The problem is, the banks need their customers to come into their branches for money-making products like credit cards and loans, while also filling the needs of Americans who come in regularly still in order to make deposits or withdraw cash.

Capital One’s new cafe format is set to debut in Boston later this year. Although there are no tellers, there are employees who can answer questions about the bank’s services, and direct customers to the company website. In addition, customers will be able to buy gourmet coffee and enjoy free Wi-Fi.

The cafe format is being piloted by Capital One at various locations around the country, including a few others in Boston. Although unconventional, the cafe-slash-banks may prove profitable. Not only do coffee shops have a 7% annual growth rate, but they are a way for the bank to promote their brand without employing that many tellers.

Other banks are following suit with new programs in order to employ fewer tellers. For example, Bank of America is investing in high-tech ATMs. U.S. banks operated 94,725 branches last year, the lowest number since 2005, according to the Federal Deposit Insurance Corp.

Despite cost-cutting measures, many branches remain unprofitable, says consulting firm Simon-Kucher and Partners. But converting branches into sales centers will be no easy task. In some cases, the changes risk turning off customers.

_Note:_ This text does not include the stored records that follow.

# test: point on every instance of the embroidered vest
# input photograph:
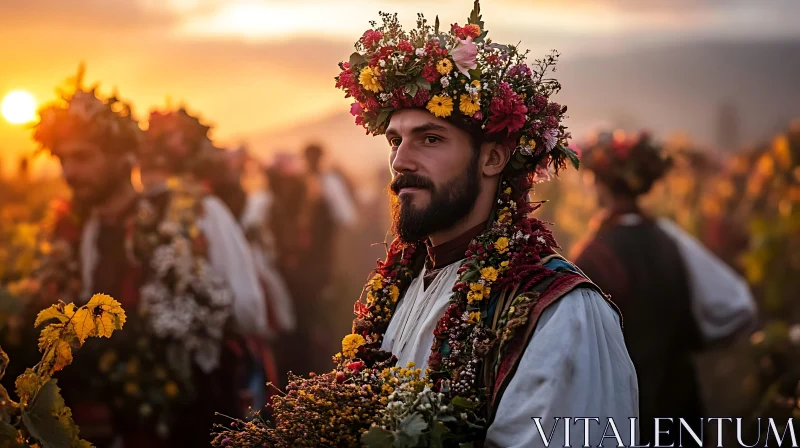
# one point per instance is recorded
(516, 316)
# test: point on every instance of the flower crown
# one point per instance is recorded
(80, 112)
(626, 163)
(175, 140)
(462, 76)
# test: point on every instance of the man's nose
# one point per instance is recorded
(403, 160)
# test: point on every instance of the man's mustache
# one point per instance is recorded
(410, 181)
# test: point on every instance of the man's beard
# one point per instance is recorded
(448, 204)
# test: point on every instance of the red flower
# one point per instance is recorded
(356, 366)
(460, 32)
(422, 97)
(371, 37)
(405, 46)
(508, 111)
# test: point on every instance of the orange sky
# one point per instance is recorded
(251, 65)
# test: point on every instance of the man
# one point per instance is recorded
(651, 267)
(159, 382)
(472, 289)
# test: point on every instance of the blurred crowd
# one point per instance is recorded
(313, 232)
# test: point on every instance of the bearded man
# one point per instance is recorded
(473, 291)
(159, 382)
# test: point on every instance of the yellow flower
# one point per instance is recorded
(501, 245)
(489, 273)
(444, 66)
(477, 292)
(351, 343)
(171, 389)
(504, 214)
(469, 104)
(376, 282)
(394, 293)
(441, 106)
(369, 80)
(131, 388)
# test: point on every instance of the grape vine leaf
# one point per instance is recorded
(49, 420)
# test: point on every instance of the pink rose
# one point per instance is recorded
(356, 109)
(465, 55)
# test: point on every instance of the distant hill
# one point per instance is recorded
(665, 89)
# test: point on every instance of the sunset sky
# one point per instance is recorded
(249, 66)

Grace Raymond was frustrated after she stopped by a Bank of America in Ocala, FL, to pay off her mortgage and encountered a “lobby full of customers” and no one to help clarify whether she needed to go to a financial adviser or a teller. After a long wait for a financial adviser, Ms. Raymond learned that she could have just gone to a teller, she said.

“One thing we hear from customers: ’If you change the inside, fine. But don’t mess up the drive-through,’” said Todd Barnhart, head of retail distribution at PNC. Banks are treading carefully while also trying out new ways to become efficient.